Israel’s economy: Reasons to be cheerful – and some for concern

Israel is undergoing a revolution in three major fields.

Shekel money bills (photo credit: REUTERS)
Shekel money bills
(photo credit: REUTERS)
A particularly cheerful slide show presentation labeled “Israel: Island of economic success” landed in my email inbox this week. Instead of the doom and gloom, existential threat, clouds on the horizon economic scenarios that we often hear, the presentation took a longterm perspective on Israel’s economy and laid out the reasons why Israel’s prospects are looking a whole lot better than Europe’s and that of most member countries of the OECD.
I spoke to Adam Reuter, CEO of risk management firm Financial Immunities who co-authored the presentation along with Noga Kainan, president of the Israeli CFO forum, to see what he was so optimistic about. After all, Israel’s growth rates over the past couple of years haven’t exactly been soaring, the cost of living and housing prices remain exorbitantly high and median salaries are low.
It transpires that everything is relative.
Reuter stresses that the presentation relates to long-term trends and contrasts Israel’s prospects with those of the OECD for which he has an exceptionally bleak forecast.

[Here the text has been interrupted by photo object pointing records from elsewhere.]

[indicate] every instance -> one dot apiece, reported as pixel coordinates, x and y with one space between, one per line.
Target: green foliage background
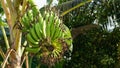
96 47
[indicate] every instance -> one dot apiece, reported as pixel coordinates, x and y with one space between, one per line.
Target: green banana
30 15
31 40
25 21
33 49
33 34
37 29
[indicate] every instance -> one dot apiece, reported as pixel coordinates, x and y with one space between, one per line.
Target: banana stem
5 37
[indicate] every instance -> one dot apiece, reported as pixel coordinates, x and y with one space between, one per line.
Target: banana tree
33 33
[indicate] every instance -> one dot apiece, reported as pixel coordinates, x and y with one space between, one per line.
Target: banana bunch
46 34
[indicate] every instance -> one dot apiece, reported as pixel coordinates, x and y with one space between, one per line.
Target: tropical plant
32 33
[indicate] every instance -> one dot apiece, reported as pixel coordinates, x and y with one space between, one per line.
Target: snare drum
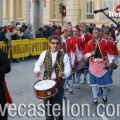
45 89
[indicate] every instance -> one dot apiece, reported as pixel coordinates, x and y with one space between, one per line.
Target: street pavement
20 82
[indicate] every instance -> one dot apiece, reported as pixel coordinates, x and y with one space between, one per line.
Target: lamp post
0 12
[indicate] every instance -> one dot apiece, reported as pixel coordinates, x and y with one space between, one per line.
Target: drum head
44 85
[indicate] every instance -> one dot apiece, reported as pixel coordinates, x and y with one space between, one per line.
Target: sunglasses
53 43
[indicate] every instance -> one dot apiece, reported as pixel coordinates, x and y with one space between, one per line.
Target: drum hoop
47 96
44 90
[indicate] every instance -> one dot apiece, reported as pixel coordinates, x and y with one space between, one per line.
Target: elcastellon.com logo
113 14
32 110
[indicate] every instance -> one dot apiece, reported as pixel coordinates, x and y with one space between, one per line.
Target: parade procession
62 65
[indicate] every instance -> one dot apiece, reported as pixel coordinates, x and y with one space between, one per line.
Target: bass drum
45 89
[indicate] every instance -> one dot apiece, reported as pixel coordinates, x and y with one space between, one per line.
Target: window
19 9
111 4
90 9
54 8
5 9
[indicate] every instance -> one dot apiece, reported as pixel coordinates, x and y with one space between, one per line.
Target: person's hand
109 65
93 53
61 74
37 74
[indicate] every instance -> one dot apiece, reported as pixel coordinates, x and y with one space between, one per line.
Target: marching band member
49 59
100 54
86 36
71 56
76 48
113 46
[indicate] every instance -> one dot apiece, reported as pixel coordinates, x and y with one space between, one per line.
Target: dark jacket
4 65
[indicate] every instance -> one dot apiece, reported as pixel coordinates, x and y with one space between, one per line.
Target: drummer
57 67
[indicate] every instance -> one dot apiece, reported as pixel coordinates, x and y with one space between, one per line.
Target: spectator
57 31
44 32
54 27
49 31
2 34
18 23
19 33
39 33
24 27
112 33
28 32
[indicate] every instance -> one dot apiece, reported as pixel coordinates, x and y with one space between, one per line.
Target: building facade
79 11
42 12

After outlining Israel’s economic achievements of the past 20 years, its GDP growth, its foreign reserves, shrinking debt to GDP ratio, declining unemployment rate, increase in labor force participation, Reuter goes on to state its advantages looking forward.
First up is Israel’s “enormous demographic advantage.” The OECD member states have an average median age of 42 while Israel’s median age is 31, the lowest by far of the organization’s 34 member states. In the crucial 20-34 age group the OECD is set for a “dramatic” 14 percent drop, Reuter notes, while Israel is headed for a 28% gain. He dismisses the counter-claim that the Israel of the future will be dominated by its two poor sectors, Arabs and ultra-Orthodox, pointing to declining birth rates among those demographics – alongside rising secular birthrates and a steady stream of immigration – and to their increased participation in the workforce and desire for education.
“It isn’t necessarily going to be great here, but things will be bad in the OECD,” says Reuter. “Everything is relative, growth is relative, unemployment is relative, everything is relative.”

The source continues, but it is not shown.